Returns: Flat serialized representation [inputCount, outputCount, ...samples].

sinusoidActivation

sinusoidActivation(
  value: number,
): number

Sinusoidal activation — applies the sine function to the pre-activation value.

Produces periodic, bounded output in [−1, 1]. Useful for networks that need to learn cyclic or frequency-based patterns.

Parameters:

Returns: sin(value).

softplusActivation

softplusActivation(
  value: number,
): number

Softplus activation — a smooth approximation of ReLU.

Formula: log(1 + exp(x)). Always positive; approaches x for large x and 0 for large negative x. Uses numerical approximations at the tails to avoid overflow.

Parameters:

Returns: log(1 + exp(value)), with tail approximations for stability.

softsignActivation

softsignActivation(
  value: number,
): number

Softsign activation — a smooth, non-saturating alternative to tanh.

Outputs range in (−1, 1) but with gentler saturation than tanh, preserving gradient flow further from zero. Formula: x / (1 + |x|).

Parameters:

Returns: Activation output in the range (−1, 1).

stepActivation

stepActivation(
  value: number,
): number

Step (Heaviside) activation — outputs 1 for positive inputs, 0 otherwise.

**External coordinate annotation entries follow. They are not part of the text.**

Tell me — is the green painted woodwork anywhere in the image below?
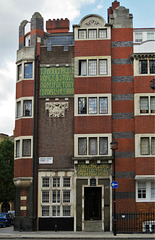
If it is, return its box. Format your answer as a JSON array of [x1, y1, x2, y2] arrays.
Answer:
[[40, 67, 74, 96]]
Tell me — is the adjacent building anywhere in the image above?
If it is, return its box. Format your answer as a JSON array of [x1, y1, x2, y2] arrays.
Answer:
[[14, 1, 155, 231]]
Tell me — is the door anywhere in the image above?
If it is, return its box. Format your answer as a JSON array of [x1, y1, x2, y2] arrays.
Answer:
[[84, 187, 102, 220]]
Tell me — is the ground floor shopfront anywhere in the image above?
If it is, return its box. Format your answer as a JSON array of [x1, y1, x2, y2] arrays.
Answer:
[[38, 160, 112, 231]]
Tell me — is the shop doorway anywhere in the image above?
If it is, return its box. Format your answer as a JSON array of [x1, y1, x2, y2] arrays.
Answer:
[[84, 187, 102, 221]]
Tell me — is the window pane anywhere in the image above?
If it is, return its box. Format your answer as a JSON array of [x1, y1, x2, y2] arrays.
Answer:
[[88, 29, 97, 39], [140, 97, 149, 113], [17, 102, 21, 118], [18, 64, 22, 80], [88, 98, 97, 114], [22, 139, 31, 157], [151, 137, 155, 155], [99, 59, 107, 75], [63, 177, 70, 187], [98, 29, 107, 38], [89, 138, 97, 155], [16, 140, 20, 157], [42, 177, 50, 187], [150, 97, 155, 113], [78, 138, 87, 155], [151, 182, 155, 198], [99, 97, 108, 114], [149, 60, 155, 73], [52, 190, 60, 203], [42, 206, 50, 217], [139, 60, 147, 74], [79, 60, 87, 76], [141, 137, 150, 155], [78, 98, 87, 114], [138, 182, 146, 198], [52, 206, 60, 216], [42, 191, 49, 203], [99, 137, 108, 155], [79, 30, 86, 39], [135, 33, 142, 42], [23, 100, 32, 117], [88, 60, 97, 76], [24, 63, 32, 78], [63, 191, 70, 203], [63, 206, 71, 216], [52, 177, 60, 187]]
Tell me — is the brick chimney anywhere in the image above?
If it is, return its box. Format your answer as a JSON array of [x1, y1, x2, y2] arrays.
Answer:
[[108, 0, 120, 22], [46, 18, 69, 33]]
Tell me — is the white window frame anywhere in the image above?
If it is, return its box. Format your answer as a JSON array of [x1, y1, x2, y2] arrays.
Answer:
[[74, 134, 112, 157], [135, 134, 155, 158], [135, 175, 155, 202], [74, 94, 111, 117], [14, 136, 33, 160], [75, 56, 111, 77], [134, 93, 155, 116], [16, 60, 34, 82], [15, 97, 34, 119]]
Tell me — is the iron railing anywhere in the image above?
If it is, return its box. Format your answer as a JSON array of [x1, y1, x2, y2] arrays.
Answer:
[[116, 211, 155, 233]]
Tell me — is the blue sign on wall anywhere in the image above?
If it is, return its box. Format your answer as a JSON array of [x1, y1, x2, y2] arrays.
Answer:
[[111, 181, 118, 188]]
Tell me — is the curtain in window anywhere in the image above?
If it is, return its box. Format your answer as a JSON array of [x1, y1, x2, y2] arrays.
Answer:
[[23, 100, 32, 116], [151, 137, 155, 155], [141, 137, 150, 155], [22, 139, 31, 157], [151, 182, 155, 198], [88, 60, 97, 76], [99, 137, 108, 155], [89, 98, 97, 114], [150, 97, 155, 113], [89, 138, 97, 155], [80, 61, 87, 76], [99, 59, 107, 75], [17, 102, 21, 118], [78, 97, 87, 114], [99, 97, 108, 114], [78, 138, 87, 155], [140, 97, 149, 113]]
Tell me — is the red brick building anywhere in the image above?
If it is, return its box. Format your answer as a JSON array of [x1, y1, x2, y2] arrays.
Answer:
[[14, 1, 155, 231]]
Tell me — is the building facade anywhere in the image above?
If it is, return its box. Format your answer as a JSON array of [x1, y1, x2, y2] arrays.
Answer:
[[14, 1, 155, 231]]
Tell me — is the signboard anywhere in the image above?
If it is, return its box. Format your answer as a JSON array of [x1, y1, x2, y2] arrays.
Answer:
[[77, 164, 109, 177], [40, 67, 74, 96], [111, 181, 118, 188], [39, 157, 53, 164]]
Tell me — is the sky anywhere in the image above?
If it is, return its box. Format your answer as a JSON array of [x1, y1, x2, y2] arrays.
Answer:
[[0, 0, 155, 136]]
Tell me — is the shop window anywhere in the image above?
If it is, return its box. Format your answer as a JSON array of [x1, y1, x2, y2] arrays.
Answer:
[[24, 63, 32, 78], [88, 29, 97, 39], [98, 29, 107, 38], [63, 206, 71, 217], [22, 139, 31, 157], [42, 206, 50, 217], [52, 206, 60, 217], [42, 177, 50, 187], [23, 100, 32, 117]]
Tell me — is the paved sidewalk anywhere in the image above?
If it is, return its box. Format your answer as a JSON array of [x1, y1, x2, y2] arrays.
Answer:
[[0, 227, 155, 240]]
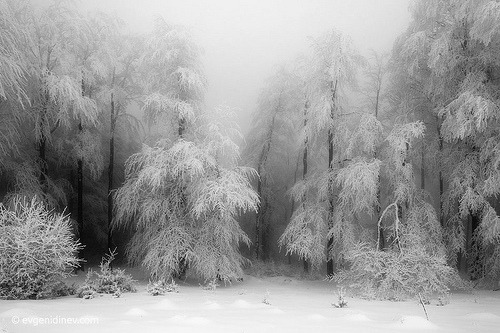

A hard threshold function with zero gradient almost everywhere. Rarely used in gradient-based training but useful for binary thresholding in evaluation.

Parameters:

Returns: 1 if value > 0, otherwise 0.

swishActivation

swishActivation(
  value: number,
): number

Swish activation — gated variant of the identity function.

Formula: x · σ(x), where σ is the logistic sigmoid. Self-gated, non-monotonic, and smooth. Empirically outperforms ReLU on deeper architectures. Proposed by Ramachandran et al., 2017.

Parameters:

Returns: value · sigmoid(value).

tanhActivation

tanhActivation(
  value: number,
): number

Hyperbolic tangent activation — maps any real input to the open interval (−1, 1).

Zero-centered and saturating; a common choice for hidden layers. See Wikipedia contributors, Hyperbolic functions.

Parameters:

Returns: Activation output in the range (−1, 1).

testSerializedSet

testSerializedSet(
  serializedSampleSet: SerializedSample[],
  costFunction: (expected: number[], actual: number[]) => number,
  activationValues: number[],
  stateValues: number[],
  serializedNetwork: number[],
  activationFunctions: ActivationFn[],
): number

Tests a serialized dataset using a cost function. Each sample is evaluated through the serialized-network interpreter and accumulated into an average finite cost, returning NaN when any sample or score violates numeric validity.

Parameters:

Returns: Average cost or NaN when invalid input.